My worst nightmare came true. Nah, joke. That probably would be something different. However, it definitely felt like my entire endeavour was off the table, when my housing corporation informed me that subletting my house wasn’t allowed according to my contract. With one simple email they flushed one third of my budget down the drain.
After the initial drama phase, in which I sat on the couch in disbelief surrounded by chocolate, I reviewed the situation and decided it was not all that bad. “It’s all part of the journey Q, it’s all part of the journey. You can still go! Just do the Camino on a budget!”
So… Walking the Camino on a budget will mean two things:
- During my camino I will have to keep to a tight budget.
- I will have to find inexpensive alternatives for the gear that I had chosen in the first place without compromising too much on quality and comfort. (Just so we are clear: I will not in a million years part with my boots.)
If I may say so myself, I am pretty good in budgeting, yet, I must admit that for a long distance hike budgeting is not easy. Flowing forth from the unexpected nature of this activity, you simply cannot keep account with every possible situation you will end up in. Therefore, you will have to make sure you allow for enough financial space to roam in.

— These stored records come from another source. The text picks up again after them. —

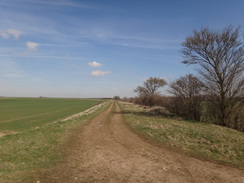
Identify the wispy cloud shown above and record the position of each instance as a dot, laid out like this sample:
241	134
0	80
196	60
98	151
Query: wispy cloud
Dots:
32	46
11	33
94	64
10	69
100	73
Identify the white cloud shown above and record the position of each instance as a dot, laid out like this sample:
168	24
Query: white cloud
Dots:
11	32
32	46
100	73
94	64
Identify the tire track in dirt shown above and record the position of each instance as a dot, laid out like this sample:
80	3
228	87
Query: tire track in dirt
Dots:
107	151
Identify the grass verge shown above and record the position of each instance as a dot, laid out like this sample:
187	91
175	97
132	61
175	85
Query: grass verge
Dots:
25	153
203	140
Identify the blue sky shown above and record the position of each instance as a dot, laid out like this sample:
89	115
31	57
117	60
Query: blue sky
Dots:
100	48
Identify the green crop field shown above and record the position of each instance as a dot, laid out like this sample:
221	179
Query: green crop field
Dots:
17	114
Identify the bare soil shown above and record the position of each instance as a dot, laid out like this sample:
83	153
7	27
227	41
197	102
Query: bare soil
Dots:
107	151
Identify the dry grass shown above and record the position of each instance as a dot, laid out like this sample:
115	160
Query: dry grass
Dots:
199	139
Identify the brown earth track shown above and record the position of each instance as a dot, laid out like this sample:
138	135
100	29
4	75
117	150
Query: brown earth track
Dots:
107	151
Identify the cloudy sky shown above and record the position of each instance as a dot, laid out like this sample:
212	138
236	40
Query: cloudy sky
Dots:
94	48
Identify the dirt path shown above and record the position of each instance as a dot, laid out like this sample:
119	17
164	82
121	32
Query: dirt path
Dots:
107	151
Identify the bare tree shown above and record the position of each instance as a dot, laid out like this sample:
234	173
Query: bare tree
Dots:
220	56
188	93
149	88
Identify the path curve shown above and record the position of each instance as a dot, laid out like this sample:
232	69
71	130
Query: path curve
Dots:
107	151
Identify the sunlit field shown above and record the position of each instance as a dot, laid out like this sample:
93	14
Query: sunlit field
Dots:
18	114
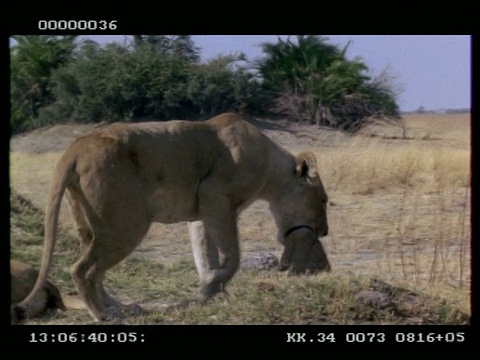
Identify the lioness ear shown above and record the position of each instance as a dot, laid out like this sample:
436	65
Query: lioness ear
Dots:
306	165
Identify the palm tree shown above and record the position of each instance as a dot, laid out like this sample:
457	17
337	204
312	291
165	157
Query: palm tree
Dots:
312	78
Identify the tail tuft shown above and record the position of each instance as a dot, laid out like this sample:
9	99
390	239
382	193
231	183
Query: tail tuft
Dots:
17	315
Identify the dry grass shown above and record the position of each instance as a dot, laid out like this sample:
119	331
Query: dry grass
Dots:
399	210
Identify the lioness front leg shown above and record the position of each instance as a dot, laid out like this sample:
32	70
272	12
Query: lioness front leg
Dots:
205	253
217	235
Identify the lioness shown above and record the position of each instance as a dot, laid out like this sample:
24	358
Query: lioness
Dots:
22	280
121	178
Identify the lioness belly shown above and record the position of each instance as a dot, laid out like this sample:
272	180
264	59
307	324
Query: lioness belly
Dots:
171	204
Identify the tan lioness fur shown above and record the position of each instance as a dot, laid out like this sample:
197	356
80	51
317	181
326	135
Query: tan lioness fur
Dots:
22	279
121	178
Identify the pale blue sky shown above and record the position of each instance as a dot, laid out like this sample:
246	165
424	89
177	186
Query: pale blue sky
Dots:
433	71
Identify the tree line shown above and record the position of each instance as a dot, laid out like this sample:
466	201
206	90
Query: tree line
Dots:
158	77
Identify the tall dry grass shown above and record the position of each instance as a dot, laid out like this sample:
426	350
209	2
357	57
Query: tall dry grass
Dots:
403	207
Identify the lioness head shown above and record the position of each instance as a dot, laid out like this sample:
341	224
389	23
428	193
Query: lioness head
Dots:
302	218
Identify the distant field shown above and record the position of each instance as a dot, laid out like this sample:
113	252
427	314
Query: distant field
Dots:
399	211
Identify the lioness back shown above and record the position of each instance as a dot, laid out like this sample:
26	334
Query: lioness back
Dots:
172	159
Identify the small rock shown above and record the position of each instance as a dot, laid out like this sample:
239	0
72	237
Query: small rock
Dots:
260	260
374	299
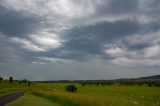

Heaps of websites about the Camino offer information about the costs that are involved. The Dutch Sint Jacob Society has an extremely handy tool to calculate your expenses when journeying from the Netherlands to Santiago de Compostela… and thus, I just realised, not so handy for everyone ; ) Nonetheless, from what I have read, you can make the Camino as expensive or as low-cost as you want. Tent, albergue, hotel, supermarket or restaurant? The food and accommodation choices will be the main factors that determine the overall costs of your pilgrimage.
I have decided to pack a tent and camp as much as possible. The first month will be a challenge since not all campsites are open yet, so for this month I will have to factor in extra money for accommodation. Furthermore, there might be nights that I want to treat myself with a hostel room just get myself sorted at times. Foodwise I will bring my own stove, which means coffee (no. 1 priority), breakfast and dinner are mostly covered. Likewise, I plan to pack my own lunches. Naturally, once in a while I would like to eat out and enjoy the local cuisine, after all, eating is a dear hobby of mine. Other things that cost money are laundry, small repairs, maps and who knows what else. Let’s make a calculation:
According to the majority of websites, a Camino on a restricted budget will cost €20-€30 a day on average. Keeping all the above considerations in mind, I have budgeted €30 per day (of course, hoping to be spending less!). With the current route and estimated kilometres I will be walking daily, walking from Amsterdam to Santiago will cost me around €3780 in total.
As we all know, unexpected things may happen. To be prepared for the actualisation of some of the what ifs, I have budgeted €250.
Gear can be expensive, very expensive. Although I already have purchased certain essentials in the past – think sleeping bag, backpack and a stove – I will need certain things to make my trip easier, like a tent, a rain jacket and a hydro pack. The above described shitty setback, has diminished my initially budgeted €1500 budget for gear to €1000. Purchasing all the things I need and staying within this budget will become the challenge of the upcoming months.
ticket back home
Once in Santiago, you will have to go home. Even though I do not want to think about that yet, I estimated to spend €150 for a ticket back to Amsterdam.
So yeah, the grand total of my Camino de Santiago, if calculated correctly, will come to €5180. My expenses that will be made at home made while gone are excluded, think the rent of my studio, phone bill, health and travel insurance. While I still have quite a bit of saving to do, I am confident I will eventually get there.
In an attempt to turn this shit into glitter, I have thus decided to do my Camino on a tiny budget. Even with little money, I will be walking. Guess it will turn this journey even more into a priceless adventure.